UPDATE: The developers removed the send to a friend functionality!
There I was using a mobile site that allowed you to send the page you are on to a friend (by SMS). Upon closer inspection it had a huge security hole, it was a hole that each time it was exploited cost approximately 15 to 20 cents. It was also easy to change the destination mobile number allowing it to be used as a denial of service attack on a single number or to spam a range of numbers. It was repeatable and easily scriptable. NOTE I disclosed this to the company responsible, I didn’t even get a response.
It was like designed a web site in 1995… except it was a web site in 2007 – and actually cost money every time it was exploited.
Let’s put a cost on it.
1 exploit every second
= 60 exploits per minute
= 3600 exploits per hour
= run for 15 hours from 6pm to 9 am when its discovered = 54,000 exploits.

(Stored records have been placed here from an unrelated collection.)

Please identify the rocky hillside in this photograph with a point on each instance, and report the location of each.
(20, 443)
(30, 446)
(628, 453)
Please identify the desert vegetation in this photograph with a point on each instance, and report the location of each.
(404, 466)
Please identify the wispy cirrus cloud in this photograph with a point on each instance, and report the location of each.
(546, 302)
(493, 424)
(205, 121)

= $10,800 @ 20c per SMS exploit
It’s not the end of the world…unless the site can actually handle 100 exploits per second, then its a million dollar exploit, ouch.
It looked like this:
You simply change the destination number and off the SMS went on its way to the number you entered.
So how do you fix it?
Check http parameters
Never trust client http parameters, they can be changed, sometimes simply by re-writing a URL in the browser. Don’t think that because its on a mobile it’s somehow secure. Mobiles are computers and they while it’s a little harder to find out what they are up to while at a website its often just a menu button away. In this case the senders number could also be changed thereby allowing the one piece of evidence of the hackers identity to also be masked. The senders number should not be seen in the URL, it should be part of the session back on the server. If the hacker knew their number was on record they might be a little less inclined to exploit this loop hole – but they probably stole the SIM anyway.
Throttle the connection
Another thing to do is record the time and destination of the ‘send to a friend’ message to send. And only allow a few, say 5, in the last 24 hours. This minimises the exploit to 5 messages per day which any script kiddie will get bored of very quickly.
Use a captcha
Finally use a captha to stop scripts from exploiting the loop hole. This is the only addition that would have real impact on the user experience and if a numbers only captcha was used I think most consumers wouldn’t mind.